Here are some examples of the blazers I wore with skirts and dresses from 2006 to 2014:
I only wore the above blazers with skirts and dresses, as I felt the proportions looked “off” when I paired them with pants or jeans. Because I’m tall, standard-length toppers often look cropped or “shrunken” on my frame. I also have a tendency to be bottom-heavy, which can be accentuated when I wear a shorter topper with pants. The silhouette of my skirts and dresses was a better match for the types of blazers I had at the time, although I also owned a few longer jackets that I liked to incorporate into pants ensembles.
The skirts and blazers became my de facto summer “uniform” for close to a decade, and I always looked forward to the warmer months when I could wear those types of outfits. I never felt warm enough in such ensembles during the colder months, so I had different uniforms that I wore in moderate or colder weather. Although I still enjoy wearing variations of my “not summer” uniforms today, albeit with somewhat different proportions, my warm weather uniform no longer fits within my current style aesthetic at all.
You saw examples of my skirt outfits without blazers above, but below are some additional looks that included the various blazers in my pre-2015 collection:
I can’t see myself wearing any of the above ensembles today, and I don’t even think I’d wear most of the included pieces at this point, even if I could style them in completely different ways. I have truly moved on from those types of skirts and blazers, even though I still see other women wearing similar pieces these days. Although I did enjoy wearing many of the items shown above at one time, I didn’t have a good sense of my style preferences back then. I was dressing too much how I thought I should be dressing, which led to my not being fully grounded and satisfied with my wardrobe and my style.
Conclusion – and Preview of Part Two
We’ve come to the end of part one of this series, so I’ll close with a quick recap. I started out by highlighting the value of reviewing our wardrobe items, as well as photos of ourselves, to determine what we used to love but no longer do. I then covered two personal examples of items that used to be closet favorites: my skirts and blazers. I showed examples of these garments and outfits in which they were featured, many of which are cringeworthy to me today.
My style and preferences have moved on considerably over the past seven years, which will be the subject of parts two and three of this series. In those posts, I’ll share how my style evolved to wearing different types of skirts through to my mostly not wearing skirts at all. As for blazers, they mostly fell by the wayside when I shifted to new skirt silhouettes back in 2015. My reasons for these style shifts will be covered in part two, which will go live sometime next week.

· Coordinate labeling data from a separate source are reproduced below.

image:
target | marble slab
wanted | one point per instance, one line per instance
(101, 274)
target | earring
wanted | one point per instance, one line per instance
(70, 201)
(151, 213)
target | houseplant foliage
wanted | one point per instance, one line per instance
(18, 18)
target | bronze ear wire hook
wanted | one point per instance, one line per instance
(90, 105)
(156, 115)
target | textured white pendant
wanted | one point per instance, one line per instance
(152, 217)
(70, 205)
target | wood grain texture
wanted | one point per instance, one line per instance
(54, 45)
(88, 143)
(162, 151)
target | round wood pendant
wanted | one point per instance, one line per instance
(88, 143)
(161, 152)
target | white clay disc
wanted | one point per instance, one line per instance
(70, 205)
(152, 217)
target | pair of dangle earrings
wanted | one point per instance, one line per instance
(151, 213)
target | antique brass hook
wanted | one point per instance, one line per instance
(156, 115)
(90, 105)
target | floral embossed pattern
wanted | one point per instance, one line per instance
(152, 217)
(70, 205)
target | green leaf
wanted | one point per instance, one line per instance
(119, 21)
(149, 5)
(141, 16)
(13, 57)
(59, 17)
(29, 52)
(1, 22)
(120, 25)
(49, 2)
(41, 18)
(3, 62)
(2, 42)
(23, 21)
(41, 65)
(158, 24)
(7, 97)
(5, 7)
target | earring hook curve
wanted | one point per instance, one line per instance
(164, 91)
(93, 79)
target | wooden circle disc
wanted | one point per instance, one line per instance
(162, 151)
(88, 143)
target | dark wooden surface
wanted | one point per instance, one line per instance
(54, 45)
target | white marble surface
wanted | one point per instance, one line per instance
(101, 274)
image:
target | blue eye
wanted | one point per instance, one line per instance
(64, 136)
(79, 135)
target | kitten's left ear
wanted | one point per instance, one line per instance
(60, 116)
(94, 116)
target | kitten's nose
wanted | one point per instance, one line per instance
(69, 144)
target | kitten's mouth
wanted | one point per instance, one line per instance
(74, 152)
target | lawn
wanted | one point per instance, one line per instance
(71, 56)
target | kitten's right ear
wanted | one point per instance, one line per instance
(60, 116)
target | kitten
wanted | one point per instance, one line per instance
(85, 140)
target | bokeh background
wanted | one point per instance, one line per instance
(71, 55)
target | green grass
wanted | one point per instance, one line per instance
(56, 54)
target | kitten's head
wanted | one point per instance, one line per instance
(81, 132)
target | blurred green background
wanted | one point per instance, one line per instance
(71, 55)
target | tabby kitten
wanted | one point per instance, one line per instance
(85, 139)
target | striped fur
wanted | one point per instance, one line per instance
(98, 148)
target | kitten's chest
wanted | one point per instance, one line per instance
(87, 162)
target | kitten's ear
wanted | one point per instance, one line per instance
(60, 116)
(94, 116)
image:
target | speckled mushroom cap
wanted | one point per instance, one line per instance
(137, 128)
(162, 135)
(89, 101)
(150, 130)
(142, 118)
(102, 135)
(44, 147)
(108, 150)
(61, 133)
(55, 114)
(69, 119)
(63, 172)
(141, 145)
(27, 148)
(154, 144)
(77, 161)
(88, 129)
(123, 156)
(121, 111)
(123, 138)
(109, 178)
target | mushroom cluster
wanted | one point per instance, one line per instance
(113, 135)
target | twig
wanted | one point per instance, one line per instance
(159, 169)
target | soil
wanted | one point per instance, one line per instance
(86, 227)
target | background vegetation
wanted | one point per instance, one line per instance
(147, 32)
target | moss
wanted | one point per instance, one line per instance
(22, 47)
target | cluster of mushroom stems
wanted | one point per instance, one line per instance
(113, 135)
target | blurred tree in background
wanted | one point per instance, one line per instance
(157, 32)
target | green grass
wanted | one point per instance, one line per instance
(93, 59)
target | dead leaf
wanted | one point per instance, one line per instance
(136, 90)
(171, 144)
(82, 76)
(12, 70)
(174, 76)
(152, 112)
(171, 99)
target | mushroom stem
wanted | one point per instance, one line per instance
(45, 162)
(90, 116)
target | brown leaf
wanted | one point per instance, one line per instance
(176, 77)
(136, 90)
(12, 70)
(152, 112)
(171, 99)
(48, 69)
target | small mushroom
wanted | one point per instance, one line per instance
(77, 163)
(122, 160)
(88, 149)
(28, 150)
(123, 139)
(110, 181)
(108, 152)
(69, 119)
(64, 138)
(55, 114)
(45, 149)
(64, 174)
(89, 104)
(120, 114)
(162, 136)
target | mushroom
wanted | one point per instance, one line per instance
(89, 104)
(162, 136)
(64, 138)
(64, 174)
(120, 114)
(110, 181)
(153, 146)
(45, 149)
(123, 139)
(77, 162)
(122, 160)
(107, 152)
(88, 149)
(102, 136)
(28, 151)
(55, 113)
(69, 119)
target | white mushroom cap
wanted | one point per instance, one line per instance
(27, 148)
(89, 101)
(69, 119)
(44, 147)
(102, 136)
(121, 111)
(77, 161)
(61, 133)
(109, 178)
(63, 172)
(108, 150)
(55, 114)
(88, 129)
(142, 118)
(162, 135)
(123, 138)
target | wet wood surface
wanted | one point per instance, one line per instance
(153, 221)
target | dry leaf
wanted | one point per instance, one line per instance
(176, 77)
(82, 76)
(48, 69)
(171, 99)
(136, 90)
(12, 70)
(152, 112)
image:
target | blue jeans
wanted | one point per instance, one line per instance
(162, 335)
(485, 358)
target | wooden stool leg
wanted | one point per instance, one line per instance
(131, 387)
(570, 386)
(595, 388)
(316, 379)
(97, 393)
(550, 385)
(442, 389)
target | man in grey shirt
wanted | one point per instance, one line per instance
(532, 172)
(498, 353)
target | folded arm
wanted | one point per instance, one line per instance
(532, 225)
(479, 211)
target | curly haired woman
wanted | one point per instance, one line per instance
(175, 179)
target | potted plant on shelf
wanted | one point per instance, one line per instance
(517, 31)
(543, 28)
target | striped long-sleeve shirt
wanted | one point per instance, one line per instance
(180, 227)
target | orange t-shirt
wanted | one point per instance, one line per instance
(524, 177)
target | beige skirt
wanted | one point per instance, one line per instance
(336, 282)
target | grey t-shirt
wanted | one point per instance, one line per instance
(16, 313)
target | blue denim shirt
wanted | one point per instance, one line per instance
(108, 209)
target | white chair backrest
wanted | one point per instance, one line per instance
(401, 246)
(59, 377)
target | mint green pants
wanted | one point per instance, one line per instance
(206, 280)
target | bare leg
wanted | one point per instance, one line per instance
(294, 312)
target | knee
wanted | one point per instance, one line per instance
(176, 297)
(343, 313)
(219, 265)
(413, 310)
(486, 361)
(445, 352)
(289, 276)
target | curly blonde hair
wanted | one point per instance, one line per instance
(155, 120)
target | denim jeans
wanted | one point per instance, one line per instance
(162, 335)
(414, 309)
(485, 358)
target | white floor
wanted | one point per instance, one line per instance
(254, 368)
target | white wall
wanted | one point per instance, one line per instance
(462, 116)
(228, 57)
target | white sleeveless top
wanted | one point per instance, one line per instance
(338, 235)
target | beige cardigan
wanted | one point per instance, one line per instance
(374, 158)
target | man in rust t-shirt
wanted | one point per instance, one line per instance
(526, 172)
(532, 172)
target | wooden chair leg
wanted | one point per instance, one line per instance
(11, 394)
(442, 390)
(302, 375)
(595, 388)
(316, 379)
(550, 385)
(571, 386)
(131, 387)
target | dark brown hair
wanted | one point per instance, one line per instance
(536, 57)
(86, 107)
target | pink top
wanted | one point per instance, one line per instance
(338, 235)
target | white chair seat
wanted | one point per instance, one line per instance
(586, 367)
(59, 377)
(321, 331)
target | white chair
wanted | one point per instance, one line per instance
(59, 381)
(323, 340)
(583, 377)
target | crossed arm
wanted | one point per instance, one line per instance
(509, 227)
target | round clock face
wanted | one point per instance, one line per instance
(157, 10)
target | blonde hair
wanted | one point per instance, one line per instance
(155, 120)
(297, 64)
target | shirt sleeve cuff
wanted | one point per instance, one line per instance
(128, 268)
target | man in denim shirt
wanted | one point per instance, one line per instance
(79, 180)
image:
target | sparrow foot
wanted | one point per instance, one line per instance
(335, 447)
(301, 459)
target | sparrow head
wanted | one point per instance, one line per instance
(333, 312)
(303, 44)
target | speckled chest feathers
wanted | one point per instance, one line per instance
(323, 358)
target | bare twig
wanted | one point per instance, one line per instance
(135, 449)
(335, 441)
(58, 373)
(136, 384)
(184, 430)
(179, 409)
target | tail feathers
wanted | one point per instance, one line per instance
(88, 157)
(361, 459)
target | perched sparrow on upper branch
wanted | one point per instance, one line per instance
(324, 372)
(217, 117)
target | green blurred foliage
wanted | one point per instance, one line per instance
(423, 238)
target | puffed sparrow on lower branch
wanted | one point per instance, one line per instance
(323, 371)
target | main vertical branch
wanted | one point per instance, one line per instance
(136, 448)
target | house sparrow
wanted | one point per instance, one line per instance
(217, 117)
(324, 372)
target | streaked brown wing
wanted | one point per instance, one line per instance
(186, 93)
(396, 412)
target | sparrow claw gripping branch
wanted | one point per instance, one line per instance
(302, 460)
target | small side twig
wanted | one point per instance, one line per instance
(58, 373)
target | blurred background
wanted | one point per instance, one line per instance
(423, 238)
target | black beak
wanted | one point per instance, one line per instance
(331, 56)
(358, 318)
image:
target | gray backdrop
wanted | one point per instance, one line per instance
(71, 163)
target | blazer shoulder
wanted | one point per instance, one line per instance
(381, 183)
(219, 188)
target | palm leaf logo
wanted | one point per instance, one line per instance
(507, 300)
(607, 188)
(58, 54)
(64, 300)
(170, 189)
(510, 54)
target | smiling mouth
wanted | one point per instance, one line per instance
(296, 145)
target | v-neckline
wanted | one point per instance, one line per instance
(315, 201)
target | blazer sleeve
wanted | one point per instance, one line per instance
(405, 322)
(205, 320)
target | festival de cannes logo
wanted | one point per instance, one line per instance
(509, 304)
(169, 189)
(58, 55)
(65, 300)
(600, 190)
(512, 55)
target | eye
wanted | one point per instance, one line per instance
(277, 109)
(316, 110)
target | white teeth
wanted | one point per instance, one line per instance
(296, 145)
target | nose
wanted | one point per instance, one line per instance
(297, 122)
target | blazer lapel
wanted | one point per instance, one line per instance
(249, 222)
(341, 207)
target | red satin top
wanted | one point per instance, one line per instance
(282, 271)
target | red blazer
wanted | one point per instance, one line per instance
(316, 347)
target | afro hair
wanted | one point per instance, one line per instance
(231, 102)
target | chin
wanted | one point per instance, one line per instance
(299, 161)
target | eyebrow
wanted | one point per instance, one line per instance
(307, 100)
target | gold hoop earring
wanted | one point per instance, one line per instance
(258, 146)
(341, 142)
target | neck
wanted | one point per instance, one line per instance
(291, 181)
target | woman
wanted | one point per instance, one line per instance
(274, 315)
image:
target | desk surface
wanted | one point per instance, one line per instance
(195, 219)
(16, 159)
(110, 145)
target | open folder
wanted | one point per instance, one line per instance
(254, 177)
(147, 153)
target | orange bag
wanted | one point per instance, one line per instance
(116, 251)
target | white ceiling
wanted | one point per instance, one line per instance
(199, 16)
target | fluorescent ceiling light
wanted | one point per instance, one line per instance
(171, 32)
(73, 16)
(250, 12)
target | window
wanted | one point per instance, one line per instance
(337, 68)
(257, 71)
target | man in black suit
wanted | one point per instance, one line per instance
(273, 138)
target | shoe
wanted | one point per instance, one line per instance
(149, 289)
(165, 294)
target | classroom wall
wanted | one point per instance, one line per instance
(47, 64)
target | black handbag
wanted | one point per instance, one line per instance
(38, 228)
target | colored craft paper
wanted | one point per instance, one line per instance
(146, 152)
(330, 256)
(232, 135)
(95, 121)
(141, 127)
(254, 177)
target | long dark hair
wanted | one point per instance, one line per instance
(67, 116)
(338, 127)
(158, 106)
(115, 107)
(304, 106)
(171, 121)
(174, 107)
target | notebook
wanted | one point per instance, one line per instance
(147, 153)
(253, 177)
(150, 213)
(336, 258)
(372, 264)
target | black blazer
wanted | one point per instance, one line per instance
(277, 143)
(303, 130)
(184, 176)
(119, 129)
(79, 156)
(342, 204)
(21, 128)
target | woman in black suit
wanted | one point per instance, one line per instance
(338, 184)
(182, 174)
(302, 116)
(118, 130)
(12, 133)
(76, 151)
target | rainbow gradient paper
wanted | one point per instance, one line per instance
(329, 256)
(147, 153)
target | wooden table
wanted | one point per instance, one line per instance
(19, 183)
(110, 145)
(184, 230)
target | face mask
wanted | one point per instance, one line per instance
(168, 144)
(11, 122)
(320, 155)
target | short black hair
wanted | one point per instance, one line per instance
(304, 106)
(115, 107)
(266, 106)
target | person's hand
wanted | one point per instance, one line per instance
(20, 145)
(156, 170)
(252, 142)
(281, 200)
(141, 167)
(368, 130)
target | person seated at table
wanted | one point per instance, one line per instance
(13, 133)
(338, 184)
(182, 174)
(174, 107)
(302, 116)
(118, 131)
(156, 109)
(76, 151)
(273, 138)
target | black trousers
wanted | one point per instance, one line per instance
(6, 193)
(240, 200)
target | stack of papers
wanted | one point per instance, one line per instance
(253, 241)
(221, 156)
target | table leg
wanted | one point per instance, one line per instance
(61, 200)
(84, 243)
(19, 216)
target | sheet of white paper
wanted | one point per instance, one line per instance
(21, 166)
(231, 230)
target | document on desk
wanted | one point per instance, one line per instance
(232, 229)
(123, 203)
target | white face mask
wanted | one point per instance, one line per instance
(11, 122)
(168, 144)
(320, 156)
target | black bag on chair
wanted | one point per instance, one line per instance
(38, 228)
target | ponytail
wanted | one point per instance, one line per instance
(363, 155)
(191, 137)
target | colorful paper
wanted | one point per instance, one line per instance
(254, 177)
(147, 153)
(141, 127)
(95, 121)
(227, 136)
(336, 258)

Now it’s time for you to weigh in… I welcome your thoughts and insights on the topics introduced in this post. I’d love to “hear” about how your style has evolved in recent years and about the types of pieces and styles that you no longer like to wear. If you’ve taken the time to reflect upon how your sartorial preferences have evolved, please share what you’ve learned. Here are a couple of questions to help channel your responses, but feel free to comment however you’d like:
- How has better understanding what you DON’T want related to your wardrobe helped you to embrace that which you DO want?
- What suggestions do you have for those who are still trying to hone their personal style?